De tudo isto poderíamos deduzir aquilo a que os filósofos hindus chamaram, há milhares de anos, Sadhana, o sentido da vida; bem como um Dharma, que é a lei que a governa, e o Karma, ou seja, o conjunto de acções e reacções que se produzem no seu seio.

Então, como é que poderíamos mover um único fio do nosso destino? Concebendo o que Platão chamava obediência à natureza das leis universais, descobrimos que nessa obediência também está implícita uma certa liberdade que exercitaria no homem a sua capacidade de discernimento e procura da verdade. A contradição aparente entre obediência e liberdade, do ponto de vista filosófico, é uma falácia, isto é, algo que tem aspecto de realidade, mas que não é real. O erro deve-se ao facto de termos a tendência de trabalhar com valores absolutos que, afinal, não passam de relatividades, por muito firmes que pareçam em determinado momento. Todos os nossos conceitos de grande e de pequeno, novo e velho, próximo e distante, são meras ilusões nascidas do nosso egocentrismo, já que atribuímos um valor às coisas segundo o nosso tamanho físico, a duração da nossa vida ou o lugar em que nos encontramos.

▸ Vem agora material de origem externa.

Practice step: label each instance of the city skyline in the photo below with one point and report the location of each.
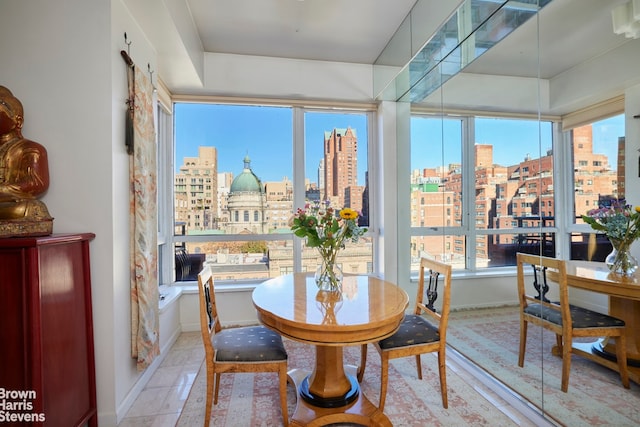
(271, 134)
(264, 141)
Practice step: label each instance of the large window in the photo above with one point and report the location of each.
(241, 171)
(474, 181)
(598, 157)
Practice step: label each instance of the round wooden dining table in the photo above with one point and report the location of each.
(367, 310)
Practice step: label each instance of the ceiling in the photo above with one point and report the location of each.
(572, 32)
(328, 30)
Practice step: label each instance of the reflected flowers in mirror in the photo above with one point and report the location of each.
(620, 222)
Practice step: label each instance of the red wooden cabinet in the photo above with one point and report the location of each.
(47, 365)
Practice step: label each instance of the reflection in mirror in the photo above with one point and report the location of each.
(500, 165)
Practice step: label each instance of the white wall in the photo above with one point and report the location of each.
(62, 60)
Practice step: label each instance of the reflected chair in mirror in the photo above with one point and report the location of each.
(565, 320)
(424, 331)
(235, 350)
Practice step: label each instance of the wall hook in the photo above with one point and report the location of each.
(128, 43)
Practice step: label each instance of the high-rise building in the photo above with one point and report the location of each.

E uma vez que é evidente um caminho no desenvolvimento de todos os acontecimentos – coisa que legitimaria os presságios – não podemos afastar a hipótese de que o homem sábio, com as suas previsões, possa – sem contrariar o fluxo da vida, mas navegando habilmente nele – fazer certas bordejadas que, a menos que alguma força superior desconhecida ou imprevista os altere, o irão conduzir a uma ou outra margem do rio.

O que converte em inexoráveis os verdadeiros presságios é a nossa própria falta de conhecimento, o programa imobilista que fazemos das nossas próprias vidas e, o que é ainda mais importante, a nossa incapacidade de reacção perante os imprevistos.

Assim, é-nos impossível alterar as coisas que já estão planeadas pelo destino e determinadas pelo nosso karma individual; mas, em contrapartida podemos encaixar as novas circunstâncias com maior ou menor habilidade, na procura de uma felicidade básica a que todos temos direito.

Sim… podemos acreditar nos presságios, mas também temos de acreditar em nós próprios e na Graça de Deus que sabe, melhor do que ninguém, o que é que realmente convém à nossa alma e ao destino do mundo.

Rejeitemos o medo e, como dizia o imperador-filósofo Marco Aurélio: «O que é que pode acontecer ao homem que não seja próprio do homem?»

 

Jorge Angel Livraga
In revista Nueva Acropolis nº 143 de Novembro de 1986.